# Dung Fly in the Pink



## Space Face (Oct 1, 2021)

Just that.  A dung Fly on a pink flower.


----------



## Jeff15 (Oct 1, 2021)

Very good shot.....


----------



## Space Face (Oct 1, 2021)

Cheers.


----------



## Dean_Gretsch (Oct 2, 2021)

Ugly beast in a beautiful setting. It’s definitely out of place Your focus and lighting are spot on.


----------



## Space Face (Oct 2, 2021)

Dean_Gretsch said:


> Ugly beast in a beautiful setting. It’s definitely out of place Your focus and lighting are spot on.

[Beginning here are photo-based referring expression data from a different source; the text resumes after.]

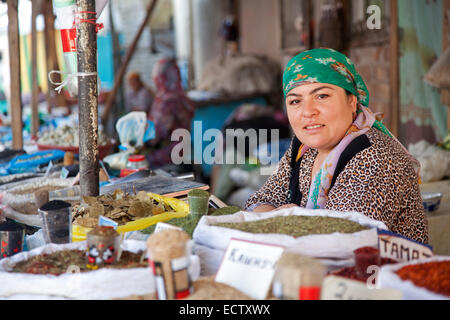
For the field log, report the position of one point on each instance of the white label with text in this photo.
(249, 266)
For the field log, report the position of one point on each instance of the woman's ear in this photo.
(353, 101)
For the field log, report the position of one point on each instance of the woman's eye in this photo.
(293, 102)
(322, 96)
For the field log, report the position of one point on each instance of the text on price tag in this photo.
(339, 288)
(249, 266)
(397, 247)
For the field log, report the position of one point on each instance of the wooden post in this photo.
(445, 93)
(118, 78)
(50, 50)
(394, 70)
(116, 63)
(88, 99)
(34, 85)
(14, 65)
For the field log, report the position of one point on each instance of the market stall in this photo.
(84, 215)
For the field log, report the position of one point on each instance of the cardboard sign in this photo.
(339, 288)
(400, 248)
(164, 226)
(249, 266)
(106, 222)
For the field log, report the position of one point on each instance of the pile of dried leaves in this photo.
(58, 262)
(118, 206)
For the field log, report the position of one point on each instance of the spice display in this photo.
(187, 223)
(296, 226)
(198, 202)
(68, 136)
(225, 211)
(118, 206)
(32, 207)
(433, 276)
(169, 258)
(56, 221)
(206, 288)
(30, 190)
(102, 246)
(350, 272)
(59, 262)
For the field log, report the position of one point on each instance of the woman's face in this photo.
(320, 114)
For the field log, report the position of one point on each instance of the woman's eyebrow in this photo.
(310, 93)
(319, 88)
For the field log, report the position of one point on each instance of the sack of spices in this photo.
(75, 282)
(331, 235)
(425, 279)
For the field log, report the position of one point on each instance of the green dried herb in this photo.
(187, 223)
(198, 193)
(225, 211)
(296, 226)
(58, 262)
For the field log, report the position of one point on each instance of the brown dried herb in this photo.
(118, 206)
(58, 262)
(296, 226)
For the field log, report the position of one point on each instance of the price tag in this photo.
(400, 248)
(106, 222)
(249, 266)
(339, 288)
(164, 226)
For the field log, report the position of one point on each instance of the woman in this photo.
(170, 110)
(341, 157)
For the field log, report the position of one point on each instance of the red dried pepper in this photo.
(434, 276)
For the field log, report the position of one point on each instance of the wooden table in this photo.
(439, 221)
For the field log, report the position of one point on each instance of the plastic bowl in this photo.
(431, 201)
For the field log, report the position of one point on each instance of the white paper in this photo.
(94, 285)
(249, 267)
(339, 288)
(336, 245)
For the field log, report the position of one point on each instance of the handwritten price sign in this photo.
(339, 288)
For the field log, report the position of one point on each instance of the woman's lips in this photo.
(312, 128)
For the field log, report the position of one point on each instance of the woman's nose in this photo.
(309, 108)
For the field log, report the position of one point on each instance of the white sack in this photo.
(93, 285)
(211, 241)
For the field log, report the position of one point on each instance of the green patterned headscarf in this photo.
(324, 65)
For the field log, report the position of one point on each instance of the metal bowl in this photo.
(431, 201)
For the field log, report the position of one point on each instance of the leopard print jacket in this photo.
(378, 181)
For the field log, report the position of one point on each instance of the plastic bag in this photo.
(134, 129)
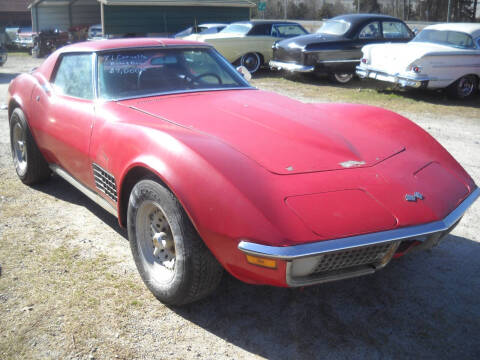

Thanks Dean.  Perhaps it was trying to mute the smell on it of the stuff that it takes it's name from😁


----------



## K9Kirk (Oct 2, 2021)

Wow! Hes the $%#*!


----------



## Space Face (Oct 2, 2021)

K9Kirk said:


> Wow! Hes the $%#*!


The what?


----------



## K9Kirk (Oct 2, 2021)

Space Face said:


> The what?


The shite.


----------



## Lez325 (Oct 3, 2021)

Very nice shot - despite the subject 

Les


----------



## Space Face (Oct 3, 2021)

K9Kirk said:


> The shite.


Ooooooh.  Sweary words.  You naughty man.


----------



## jeffashman (Oct 3, 2021)

Nice shot!


----------